Casarin: "Il calcio senza tifosi è una pena, anche l'arbitro ne risente. La Var? Semplifica le cose"
Fonte: Gazzetta dello Sport
L'ex arbitro Paolo Casarin, intervistato dalla Gazzetta dello Sport, ha parlato del ritorno in campo dal punto di vista dei fischietti.
Ora si torna in campo in un mondo sostanzialmente capovolto, cosa significa per un arbitro dirigere una gara in uno stadio vuoto?
"È una cosa che fa pena: un arbitro vero partecipa molto a una partita e una partita a porte chiuse è per forza diversa.
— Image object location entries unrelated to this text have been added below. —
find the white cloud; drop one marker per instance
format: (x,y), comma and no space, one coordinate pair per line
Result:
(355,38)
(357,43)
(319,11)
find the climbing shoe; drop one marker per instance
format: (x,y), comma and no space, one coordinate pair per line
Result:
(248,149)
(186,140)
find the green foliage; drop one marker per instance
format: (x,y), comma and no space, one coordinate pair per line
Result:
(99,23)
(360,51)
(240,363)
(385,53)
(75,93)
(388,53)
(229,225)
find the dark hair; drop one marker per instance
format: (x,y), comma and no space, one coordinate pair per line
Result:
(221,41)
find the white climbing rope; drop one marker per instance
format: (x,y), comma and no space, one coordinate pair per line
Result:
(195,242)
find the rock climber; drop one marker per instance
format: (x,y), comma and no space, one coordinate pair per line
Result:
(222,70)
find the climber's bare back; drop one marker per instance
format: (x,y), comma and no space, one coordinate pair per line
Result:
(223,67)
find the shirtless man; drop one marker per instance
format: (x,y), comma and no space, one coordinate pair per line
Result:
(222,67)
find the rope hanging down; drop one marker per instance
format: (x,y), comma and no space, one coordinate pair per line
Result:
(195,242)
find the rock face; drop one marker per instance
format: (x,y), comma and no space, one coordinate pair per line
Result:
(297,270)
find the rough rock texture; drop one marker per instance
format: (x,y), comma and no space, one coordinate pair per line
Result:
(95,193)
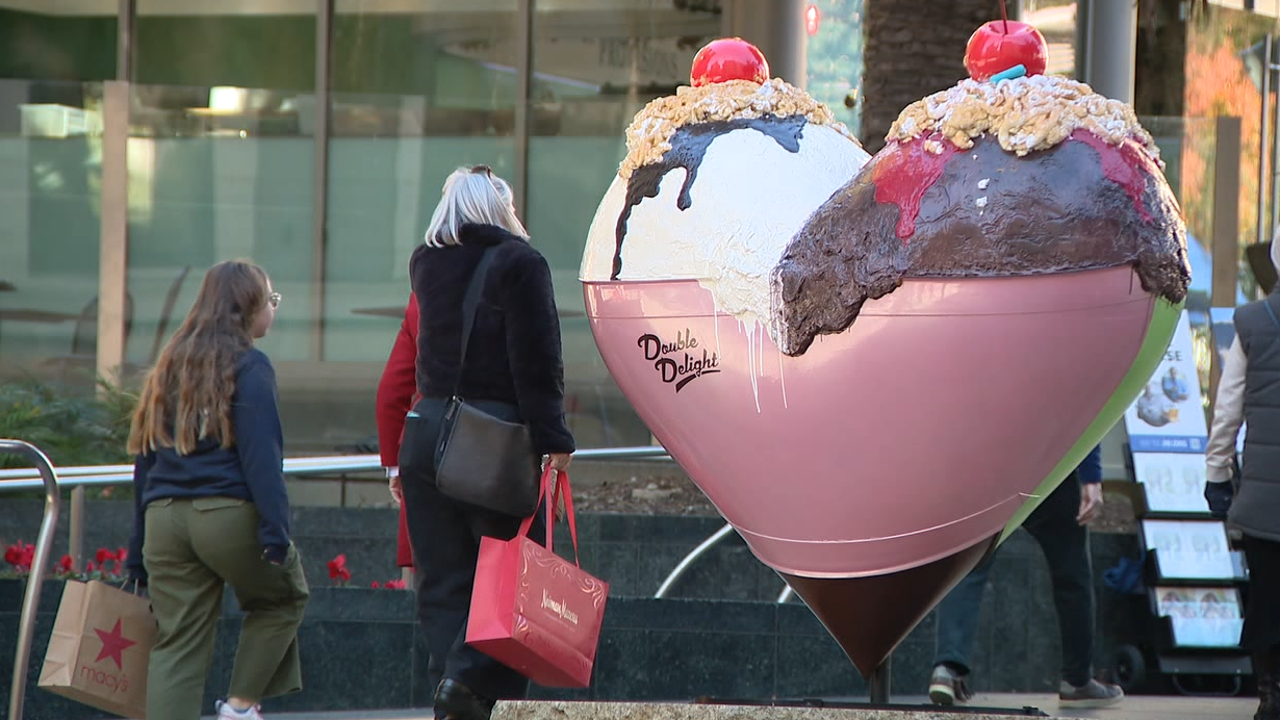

Poi anche l’arbitro è estremamente vanitoso, ambizioso, vuole fare vedere che è bravo. se non ha nessuno che lo guarda cambiano le cose anche per lui".
In cosa?
"Beh, anche il fischio del pubblico all’arbitro è come una sfida: il direttore di gara può mostrare di aver visto qualcosa che agli altri è sfuggito. Il gioco è una forma di invito a dare tutto se stesso, anche per il servitore del gioco, e il pubblico fischiando tiene il gioco sul binario, ti tiene vivo e in regola. Non vuol dire che il calcio così sia morto, ma sicuramente scade".
Si torna in campo con proteste vietate, distanze di sicurezza imposte. Di fatto un rafforzativo di regole spesso ignorate. Cambierà qualcosa?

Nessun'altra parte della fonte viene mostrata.